A Winter's Tale: thoughts for 2010

It is now winter. We are experiencing the coldest and most prolonged winter for 50 years. Snow blankets everything. It is cold - very cold. During this season growth comes to a halt, travel comes to a halt, it is hard to keep warm, wildlife struggles to survive, it is easy to run out of fuel and illness is purged as viruses freeze to death. Christmas is a recent and yet somehow distant memory: we sang ‘In the bleak mid-winter’ and remembered Christ’s birth, forgetting perhaps that he was born in a season when the world was experiencing a long spiritual winter - 400 years since the last prophet had spoken.

Life - as my drummer friend Terl Bryant often reminds us - consists of rhythms, of cycles, of seasons. The human body is ruled by rhythm - every day we sleep and wake, breathe to the pulse of a fragile heart. The planets and stars have their cycles, music is rhythmical, as are the sounds that make up music. But in this modern world of central heating and petrol it is easy to ignore the basic rhythms of life. Instead of sleeping, we party; instead of eating regular meals, we snack. Insulated from the seasons by double-glazing and heated cars, we have become deaf to their rhythm and the fundamental pulse of life.

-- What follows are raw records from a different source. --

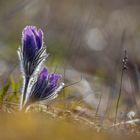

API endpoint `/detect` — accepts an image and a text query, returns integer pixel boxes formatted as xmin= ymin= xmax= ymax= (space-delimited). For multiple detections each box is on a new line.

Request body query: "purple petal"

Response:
xmin=39 ymin=68 xmax=48 ymax=80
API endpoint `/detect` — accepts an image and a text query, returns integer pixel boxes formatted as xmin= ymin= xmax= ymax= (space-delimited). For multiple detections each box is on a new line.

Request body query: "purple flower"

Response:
xmin=18 ymin=26 xmax=48 ymax=77
xmin=22 ymin=26 xmax=43 ymax=61
xmin=24 ymin=68 xmax=64 ymax=106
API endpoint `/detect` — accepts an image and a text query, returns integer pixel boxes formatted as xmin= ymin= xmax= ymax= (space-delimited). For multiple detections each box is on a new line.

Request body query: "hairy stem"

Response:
xmin=20 ymin=77 xmax=30 ymax=110
xmin=114 ymin=69 xmax=124 ymax=124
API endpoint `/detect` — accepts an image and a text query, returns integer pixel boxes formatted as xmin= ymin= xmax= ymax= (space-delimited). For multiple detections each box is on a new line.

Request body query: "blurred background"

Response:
xmin=0 ymin=0 xmax=140 ymax=117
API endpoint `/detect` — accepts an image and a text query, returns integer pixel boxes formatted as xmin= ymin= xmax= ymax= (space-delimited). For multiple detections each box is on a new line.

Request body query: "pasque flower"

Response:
xmin=18 ymin=26 xmax=48 ymax=77
xmin=24 ymin=68 xmax=64 ymax=106
xmin=18 ymin=26 xmax=63 ymax=109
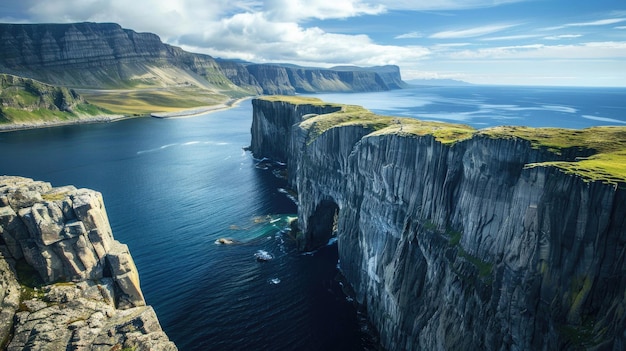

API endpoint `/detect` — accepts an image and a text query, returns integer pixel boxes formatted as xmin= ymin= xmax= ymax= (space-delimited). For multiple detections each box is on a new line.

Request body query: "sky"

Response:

Winter is not the time to be chopping wood, or checking that the boiler is functional; it is not the time to plant fragile seeds or raise young. It is a time to reflect, to prepare, to live from stored memories and provisions, to look ahead to the coming year and plan for what lies ahead, to look up to the heavers and consider our destiny. Winter teaches us to rest and ponder how fragile we are, and what life means. Winter teaches us that sometimes it is prudent to submit rather than strive.

We also live in a winter of thought - of spirituality. Yes, there are many voices raised in a clamour of brash secularism, or ardent fundamentalism - promising that God is about to move in ways as yet unimagined. Yet these ring hollow and carry little weight. Although recent years have seen awakenings and renewals, the season now, at least on the surface, is a dormant one - as in the days of Eli: ‘the word of the Lord is rare; there are not many visions.’ Does this mean God has abandoned us? I think not. It is rather a time to reflect on the future and decide whether faith is for life, or just for Christmas - whether love is a feeling or a covenant.

In this season you may feel you are not travelling far, or growing much. Your heart may feel cold as if your internal central heating has run dry. You may even, like the birds struggling outside in these freezing temperatures, wonder whether you will survive this season of bitterness and cold east wind.

In this winter, then, reflect on this: that it takes cold weather to kill the viruses that plague us, and that winter - if we submit to his embrace - reminds us that we are not the lords of our own destiny as we would like to believe, but that our times and seasons are in the hands of the one who holds the seasons of the earth in his hands. So let us embrace this winter season knowing that even now the snowdrops are pushing with stubborn life beneath the snow.